I know that you have a range of arts-related programmes, specialist music shows, book and film reviews, and that you broadcast the NZ on Air-funded youth shows, Rampage and Te Puutake. As Associate Arts, Culture & Heritage Minister, I am delighted to see that. I know that the Minister for Arts is also supportive of the work that you do, and she sends her greetings today.

As you know, the Labour-Alliance Government is hugely supportive of the arts, for a number of reasons.

I want to talk a bit about what the Government is trying to do in our support for the arts, to make sure that we do it well.

We support the arts simply because we as a country are passionate New Zealanders who have something to say to the world.

When the Prime Minister and I sat down to think about what knits us together as a nation, we looked at two main areas where we could help to enhance the pride and lifestyle of New Zealanders. Arts, and Local Government.

We wanted to help weave together stronger strands in the community, and we believe that the arts sector and local government have huge roles to play.

There are intrinsic benefits and fundamental human satisfaction to be gained from exposure to and engagement with arts and culture. Culture directly enhances our quality of life.

On a local level, this region with its wine, produce and arts shows exactly how regional arts and cultures together with the support of local government can give us confidence in ourselves and make us feel good as a community. My challenge to you is to see them being celebrated more and more.

Our art and what we produce make a big contribution to our national identity. Art helps us define who we are as individuals and as part of the New Zealand community.

When we look at the recent actions in Seattle and Genoa, I believe what happened there reflects strongly how we feel about our place in the world as global boundaries become less obvious. National identity is personal identity, and we must strengthen our national identity to keep our personal identity strong.

There are also huge economic benefits from cultural activities, and from being able to live and work in a vibrant and happy community with a strong sense of geographic identity.

We believe that we should all be able to have jobs where we enjoy ourselves as well as do good work. That is why this Government is putting time and effort into arts and culture.

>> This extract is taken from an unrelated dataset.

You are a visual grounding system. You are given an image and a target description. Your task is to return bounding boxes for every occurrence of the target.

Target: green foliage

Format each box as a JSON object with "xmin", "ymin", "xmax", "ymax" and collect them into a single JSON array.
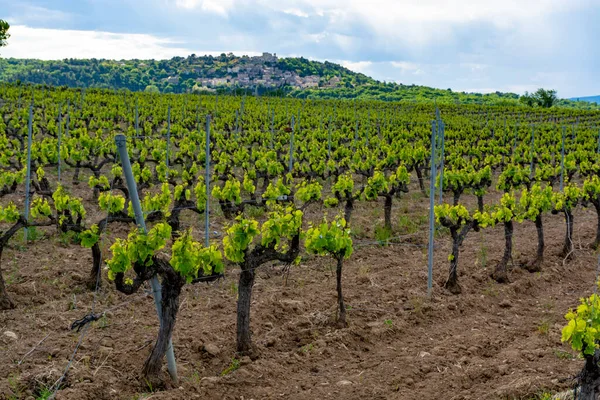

For all of these reasons, it is equally essential that local communities get behind their own arts and cultural events, community radio stations and volunteer activities.

As a Government, we like to emphasise the need for strategic partnerships in the arts.

Access radio is an excellent example of how business and the community can work together, because it is through sponsorship from local businesses that programmes can be broadcast on Fresh FM.

Because local businesses are run by people who live in the community, their sponsorship is a sign of their understanding of the community's needs and their support for community-focused information and entertainment.

What we hear on Fresh FM, and the new studio we are opening today, shows how much you all value your community

Finally, this is the International Year of the Volunteer, and Fresh FM is run on the strength of its volunteers. I want to pay tribute to those who work in a variety of ways, quietly and often with little or no reward, to make a difference in their communities.

This certainly applies to the dedication and enthusiasm of the volunteers at Fresh FM. You do outstanding jobs that create valuable assets for your communities and your regions.

A recent World Bank study suggested that the number of choirs in a community reflects the health of that community. Here at Fresh FM you have a choir of voices, if you like, which represents the health of Motueka and the region.

So Happy Birthday, and congratulations to all those who have made this new Fresh FM studio possible. You must feel very proud that you have built a wonderful asset not just for the community but for the whole region.

Tena koutou, tena koutou, tena koutou katoa. Kia ora.